JAMオムロン労組の資料を受贈しました

 デジタル血圧計で知られている*1オムロン株式会社には労組が二つあります。そのうち、第一組合(でも少数派)であるJAMオムロン労組が32年の活動の幕を閉じてこのたび解散することになりました。
 ついては、所蔵するすべての記録資料をエル・ライブラリーに寄贈したいとのお申し出があり、昨日、資料引き取りのために、国会図書館関西館の隣(といっても離れている)にある「オムロン株式会社京阪奈イノベーションセンタ」に行ってきました。
 一部の図書・雑誌を除く記録資料のすべてを段ボール50箱分、頂戴しました。この資料寄贈にあたって、JAMオムロン労組からは資料保存・整理費用の一部として、20万円の寄付をいただきました。記して謝意を表します。

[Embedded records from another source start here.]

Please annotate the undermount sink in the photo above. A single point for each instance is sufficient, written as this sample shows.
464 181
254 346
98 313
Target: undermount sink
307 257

 写真は頂戴した資料のうち、DVDなどの電子資料。紙媒体の記録資料の整理は来春以降の予定です。その整理・目録化にあたっても、JAMオムロン労組OBの皆さんがボランティアでの協力を申し出てくださっています。
 企業や組織の活動記録は自分たちが生きた証でもあります。その資料を大切に保管し、整理して次世代に残すことは、歴史を紡いだ人々の労苦と喜びを共有し、教訓を得ることにつながるでしょう。社会構成員の連帯意識や異世代の共感を生み出す一助となれれば、アーキビストとしてこれ以上の喜びはありません。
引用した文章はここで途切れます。